A incorporadora fez o maior investimento de sua história no complexo DaMata, na esquina da Nove de Julho com a Rua da Mata. Um “movimento ariscado” que, acredita Zarvos, será reprisado. Foram R$ 320 milhões na compra do terreno e na demolição da lanchonete América e de dois prédios de escritórios dos anos 1970 para a construção de duas torres: uma residencial de 30 andares e outra comercial, menor, a serem entregues em 2025.

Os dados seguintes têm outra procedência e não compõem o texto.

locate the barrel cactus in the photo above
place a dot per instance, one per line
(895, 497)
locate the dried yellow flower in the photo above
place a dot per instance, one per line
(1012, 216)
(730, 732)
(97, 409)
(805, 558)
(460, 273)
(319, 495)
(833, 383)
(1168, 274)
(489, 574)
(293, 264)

É o primeiro projeto de Isay Weinfeld no bairro, e inclui galeria de lojas e praça de uso público. No topo do residencial, a primeira piscina com vista para todas as faces do prédio na cidade e um jardim vertical. A forma angular garante a todos os apartamentos vista “eterna” para o verde e as mansões do Jardim Europa (por causa do tombamento).

Das 179 unidades anunciadas em novembro, só 23 seguem à venda — 17 residenciais (com 250 m²), três escritórios e três lojas. Os estúdios (de 26 a 58 m²) foram todos negociados. O valor do metro quadrado residencial vai de R$ 42 mil (andares mais baixos) a R$ 56 mil. E a estimativa de receita ultrapassa os R$ 400 milhões.

— São Paulo é uma cidade hostil, mas também tão próspera que possibilita a renovação. No Itaim, o que buscamos é transformar o ótimo em espetacular — diz Zarvos, às voltas com mais um projeto na área, na Rua Itacema, quase esquina da Renato Paes de Barros. Também de luxo.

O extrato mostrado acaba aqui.